In November 2015, a protester was fined $1000 for demonstrating outside Peter Dutton’s electorate office. In response, a small group gathered outside Brisbane Magistrates Court — not a large rally, not a march, but the kind of focused demonstration that punches above its numbers because everyone there has thought carefully about why they are standing on that particular footpath.
I have photographed many protests over the years, and I find the small ones more interesting than the large ones more often than people expect. A demonstration of two hundred people in front of a court building, with hand-drawn signs and specific grievances, is more documentary than a crowd of five thousand. You can actually see the faces.
On the signs: The sign-making at this protest was genuinely good. “Put Peter Dutton on Trial.” “Peter Dutton Supports Terrorism.” “Give Peter Dutton the Boot… or at least a Flying Sand Shoe.” “The Death of Satire.” These were not just slogans — they were arguments, jokes, and accusations combined. Photographing them required getting close enough to read them while also including the person holding each one, because without the face, the sign is just text.

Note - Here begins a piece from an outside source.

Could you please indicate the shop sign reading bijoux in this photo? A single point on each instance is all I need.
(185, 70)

On the cartoon: Someone had drawn a detailed caricature of the Immigration Minister — complete and obviously laboured over. A protest sign that required that much effort is a statement about how seriously someone takes the issue. I photographed it being held up alongside other signs, which created a kind of visual conversation between different modes of argument.
On free speech: The irony embedded in this protest — that someone had been fined for demonstrating, and the response was more demonstrating — was not lost on the participants. There is something clarifying about that circularity. The best photograph of the day captured it implicitly: a group of people, in a public space, outside a courthouse, saying things that the government apparently would prefer they not say.
On small crowds: The intimacy of a small protest means that faces are visible, relationships between people are readable, and the scale of the response is part of the story. Twenty determined people outside a court tell a different story from twenty thousand people in a park, and both stories are worth telling.